I feel like momentous things are about to occur. My parents have flat out told me that moving in with someone I'm not married to is unforgivable to them. Worse than being a murderer, in my my mother's words.
Of course, I don't have to tell them. I had a (male) roommate for about a year once, and I didn't tell my parents the entire time- since when I casaully brought up the idea of my male friend moving in my dad was like "OMG IF YOU HAVE A MALE ROOMMATE EVERYONE WILL THINK YOU ARE SLEEPING WITH HIM!!!!!" Which I wasn't. And everyone who? My dad's friends, 200 miles away, who have no idea what's going on in my life unless my dad tells them? My dad?
But now of course I AM sleeping with him. Different him, but nonetheless.
If I didn't tell my parents, chances are they would never find out. In the 4 years I have lived in this city, my parents only visited me twice, and both in the first year. First was when we got in a big fight about how they never visit me, and second was for a wedding. If any visiting is to be had with my parents, it's always me visting them. And I haven't done so since Thanksgiving (although I did see them for about 2 hours in December at my brother's graduation). Point is, they never come here, so they would never find out. I could live with him for the next few years, we could elope, I could move off to wherever I will move when I graduate, and I can pretend that we're still dating and not living together at all. Of course at some point they will probably figure it out (probably when I move off somewhere and I'm still 'dating' him), but it could easily become one of those things that we just don't talk about. Kind of like the way he is now- we just don't talk about him.

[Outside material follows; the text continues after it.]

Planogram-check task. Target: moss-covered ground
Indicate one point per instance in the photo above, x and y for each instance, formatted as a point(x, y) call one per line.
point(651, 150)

On the other hand, if I were to tell them, how would I do it? Via email? Letter? Over the phone? In person? My parents usually have a BBQ on memorial day weekend that I go to (except last year). I could go there and tell them. Of course, I would have to wait until the end of the weekend, and make sure I had a way to get back to the train station, in case they refuse to drive me there. Or I could casually mention it as I'm stepping out of the car at the train station. Or I could avoid the whole in person thing, as it may result in my parents being crazy and bad things happening, and I'm not sure if I want to be around for that.
Furthermore, should I even tell them? What good would doing so do? Yes, I would no longer be living a double life, I wouldn't be lying about my relationship, etc. But I would essentially be cutting off my relationship with my parents. Also, it would make my parents very upset and sad. Also, as I said, bad things may happen. My dad has a gun, (and a concealed weapons permit actually) and he knows where I live, and he only lives a 2 hour car ride away. And he's seen pictures of B, and we could only barricade ourselves in our house for so long. Although I guess I could call the police and have them take him away if it comes down to that...these ideas make me feel like I should just wait to tell them until I move off somewhere far away for a job, and just not give them my address.